Are the models that exist today a "true scottsman" for you?
Yes, but the claims do not. When the hypemen were shouting that GPT-3 was near-AGI, it still turned out to be absolute shit. When the hypemen were claiming that GPT-3.5 was thousands of times better than GPT-3 and beating all highschool students, it turned out to be a massive exaggeration. When the hypemen claimed that GPT-4 was a groundbreaking innovation and going to replace every single programmer, it still wasn't any good.
Sure, AI is improving. Nobody is doubting that. But you can only claim to have a magical unicorn so many times before people stop believing that this time you might have something different than a horse with an ice cream cone glued to its head. I'm not going to waste a significant amount of my time evaluating Unicorn 5.0 when I already know I'll almost certainly end up disappointed.
Perhaps it'll be something impressive in a decade or two, but in the meantime the fact that Big Tech keeps trying to shove it down my throat even when it clearly isn't ready yet is a pretty good indicator to me that it is still primarily just a hype bubble.
I agree it will probably be something in a decade, but right now, it has some interesting concepts but I do notice upon successive iterations of chat responses that its got a ways to go.
It remind me of Tesla car owners buying into the self-driving terminology. Yes the drive assistant technology has improved quite a bit since cruise control, but its a far cry from self-driving.
For example, I dismissed AI three years ago because it couldn’t do anything I needed it to. Today I use it for certain things and it’s not quite capable of other things. Tomorrow it might be capable of a lot more.
Yes, priors have to be updated when the ground truth changes and the capabilities of AI change rapidly. This is how chess engines on supercomputers were competitive in the 90s then hybrid systems became the leading edge competitive and then machines took over for good and never looked back.

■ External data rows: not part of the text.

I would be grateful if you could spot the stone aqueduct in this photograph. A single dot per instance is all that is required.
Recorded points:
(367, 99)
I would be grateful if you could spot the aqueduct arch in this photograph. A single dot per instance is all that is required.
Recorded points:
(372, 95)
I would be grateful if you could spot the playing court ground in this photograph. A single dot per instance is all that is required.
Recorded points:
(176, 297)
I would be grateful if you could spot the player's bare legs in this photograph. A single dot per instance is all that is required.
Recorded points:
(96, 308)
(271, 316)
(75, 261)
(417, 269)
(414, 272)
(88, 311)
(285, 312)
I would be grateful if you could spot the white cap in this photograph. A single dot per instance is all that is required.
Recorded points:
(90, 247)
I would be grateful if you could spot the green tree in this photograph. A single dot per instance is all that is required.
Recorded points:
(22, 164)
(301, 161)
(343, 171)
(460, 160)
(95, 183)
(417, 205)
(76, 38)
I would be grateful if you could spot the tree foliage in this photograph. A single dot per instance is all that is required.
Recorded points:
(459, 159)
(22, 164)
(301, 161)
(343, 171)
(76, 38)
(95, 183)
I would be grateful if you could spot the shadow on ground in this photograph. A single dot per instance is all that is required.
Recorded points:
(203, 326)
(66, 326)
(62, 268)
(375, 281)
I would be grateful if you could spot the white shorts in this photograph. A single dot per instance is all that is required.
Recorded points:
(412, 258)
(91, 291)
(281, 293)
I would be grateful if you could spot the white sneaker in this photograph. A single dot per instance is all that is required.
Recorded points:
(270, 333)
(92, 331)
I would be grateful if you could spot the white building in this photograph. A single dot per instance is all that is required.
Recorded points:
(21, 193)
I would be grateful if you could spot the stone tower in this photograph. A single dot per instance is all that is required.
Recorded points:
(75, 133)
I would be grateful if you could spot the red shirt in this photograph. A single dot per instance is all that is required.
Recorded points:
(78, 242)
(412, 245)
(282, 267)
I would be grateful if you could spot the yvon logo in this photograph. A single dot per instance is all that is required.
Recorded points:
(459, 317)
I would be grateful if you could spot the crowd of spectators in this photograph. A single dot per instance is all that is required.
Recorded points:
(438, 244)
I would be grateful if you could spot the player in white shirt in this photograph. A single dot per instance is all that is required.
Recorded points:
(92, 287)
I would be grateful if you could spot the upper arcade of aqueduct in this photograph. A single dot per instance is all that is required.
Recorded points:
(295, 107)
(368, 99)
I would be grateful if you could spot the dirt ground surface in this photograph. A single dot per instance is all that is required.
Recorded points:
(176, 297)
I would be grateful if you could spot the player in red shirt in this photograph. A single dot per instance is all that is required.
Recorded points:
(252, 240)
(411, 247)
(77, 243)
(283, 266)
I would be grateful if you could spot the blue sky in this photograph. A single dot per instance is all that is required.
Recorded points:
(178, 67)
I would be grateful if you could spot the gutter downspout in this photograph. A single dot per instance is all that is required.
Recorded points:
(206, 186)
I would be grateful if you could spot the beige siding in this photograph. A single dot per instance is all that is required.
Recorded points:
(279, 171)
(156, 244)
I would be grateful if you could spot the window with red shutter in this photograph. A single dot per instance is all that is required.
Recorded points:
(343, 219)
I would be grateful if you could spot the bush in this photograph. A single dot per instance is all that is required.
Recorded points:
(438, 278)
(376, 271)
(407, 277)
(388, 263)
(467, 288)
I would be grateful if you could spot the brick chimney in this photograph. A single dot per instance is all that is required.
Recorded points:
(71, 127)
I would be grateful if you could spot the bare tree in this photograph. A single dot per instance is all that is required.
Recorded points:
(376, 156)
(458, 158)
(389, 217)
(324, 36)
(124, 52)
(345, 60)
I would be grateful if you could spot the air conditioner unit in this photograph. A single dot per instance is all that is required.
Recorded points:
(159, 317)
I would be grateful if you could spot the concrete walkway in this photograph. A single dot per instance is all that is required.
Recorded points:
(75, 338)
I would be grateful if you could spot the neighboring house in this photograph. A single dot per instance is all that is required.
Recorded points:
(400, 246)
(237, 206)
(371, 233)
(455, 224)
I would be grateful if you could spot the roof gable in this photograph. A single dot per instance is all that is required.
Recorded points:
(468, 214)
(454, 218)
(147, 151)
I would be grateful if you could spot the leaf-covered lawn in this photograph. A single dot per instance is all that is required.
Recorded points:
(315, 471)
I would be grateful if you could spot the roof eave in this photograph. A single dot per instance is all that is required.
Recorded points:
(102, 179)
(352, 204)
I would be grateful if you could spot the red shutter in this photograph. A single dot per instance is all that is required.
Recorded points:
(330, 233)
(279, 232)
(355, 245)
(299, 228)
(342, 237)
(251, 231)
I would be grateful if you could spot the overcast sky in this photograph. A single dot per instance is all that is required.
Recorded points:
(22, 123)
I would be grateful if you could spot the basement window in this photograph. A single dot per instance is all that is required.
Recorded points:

So I would say the overall service provided is better than it was, thanks to functions being built based on user queries, but not the actual LLM models themselves.
It is also true that the tooling and context management has gotten more sophisticated (often using models by the way). That doesn’t negate that the models themselves have gotten better at reliable tool calling so that the LLM is driving more of the show rather than purpose built coordination into the LLM and that the codegen quality is higher than it used to be.